Easing the Pressure
It’s time to change the way we think about premium lenses for glaucoma patients.
The advances in surgical glaucoma technology have got doctors thinking about the possibility of premium lens implantation in a glaucoma patient – but the question is: why and when?
As in many areas of ophthalmology, there has also been an increased emphasis on improving quality of life and patient satisfaction in the glaucoma patient. With the introduction of microinvasive glaucoma surgery (MIGS) technology, we are now better able to reach that goal. Personally, I’m a big advocate of early intervention. If one of my patients has mild or moderate glaucoma, is on topical meds or has IOPs not at target, I will offer some type of MIGS procedure. The new glaucoma surgeries have allowed us to reduce the drop burden for our glaucoma patients, improve compliance, and, due to the high safety profiles, intervene earlier in the disease process. Another key characteristic of these MIGS procedures is the improved predictability of post-operative refractive outcomes compared with traditional glaucoma surgeries (such as trabeculectomy and tube surgeries). To me, it is no longer acceptable to “just bring the IOP down,” but rather, we should strive to attain target IOP, while maintaining or even improving quality of life. Therefore, why shouldn’t our glaucoma patients deserve premium options during cataract surgery?
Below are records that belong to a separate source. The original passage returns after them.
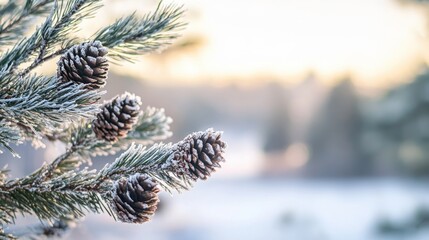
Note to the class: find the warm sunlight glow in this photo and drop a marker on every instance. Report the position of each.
(376, 42)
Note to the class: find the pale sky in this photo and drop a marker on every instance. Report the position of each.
(379, 42)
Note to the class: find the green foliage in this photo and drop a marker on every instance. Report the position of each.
(35, 107)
Due to the unpredictable post-operative refractive outcomes of traditional glaucoma surgery, and the fact that we would wait to perform surgery until the patient had more advanced glaucoma, many of these patients were not good candidates for premium IOLs. Now that we are intervening earlier in the disease course (healthier fields and ONH), getting more and more patients off drops (decreasing the chance of ocular surface disease and noncompliance), premium IOL technology is often part of the IOL discussion. For me, toric IOLs are a great way to start incorporating premium lenses. There is really no downside to reducing post-op uncorrected astigmatism. On the whole, if a patient has corneal astigmatism – any more than 0.75 diopters – I feel it is worth addressing with a lens; studies have demonstrated improved contrast sensitivity in low light conditions when correcting this level of astigmatism. Even if a patient has advanced glaucoma, I use a monofocal toric lens or accommodating toric lens wherever possible. Sure, the patient may need additional surgery or even a standard trabeculectomy in the future, which could lead to wearing glasses or a change in prescription, but I always explain that to the patient ahead of time.
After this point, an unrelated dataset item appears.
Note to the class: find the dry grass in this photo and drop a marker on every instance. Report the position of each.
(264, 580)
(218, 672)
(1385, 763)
Historically, one would shy away from multifocal lenses in glaucoma patients because of the potential loss of contrast sensitivity inherent to these lenses, given that, as mentioned earlier, loss of contrast is one of the earliest manifestations of glaucomatous optic neuropathy. The newer lower add multifocal and EDOF lenses claim to offer less loss of contrast sensitivity than the previous higher add multifocal lenses, which has allowed us to re-evaluate the use of multifocal lenses, especially in the mild glaucoma patient. Another choice for me, the Crystalens accommodating IOL, has been a safe lens to implant in glaucoma patients as it is an aspheric monofocal optic that does not negatively affect quality of the image. I’m currently running my own study, looking into the mean deviation of glaucoma patients’ visual field pre and post cataract surgery. By using ray tracing (iTrace, Tracey Technologies), we are also comparing HOA and MTF between Crystalens and various multifocal IOLs. Data should be available by ASCRS 2019.
I’m aware not everyone feels the way I do. As glaucoma surgeons, we are often primarily concerned with getting pressures down, and we sometimes don’t think it is worth using a premium lens, such as toric lens – but I think that paradigm is starting to change.
We have already seen a huge shift here in the US, especially now, when there are so many options available. Don’t dismiss the need for maximizing refractive outcomes in glaucoma patients – they deserve the same uncorrected quality of vision as everybody else.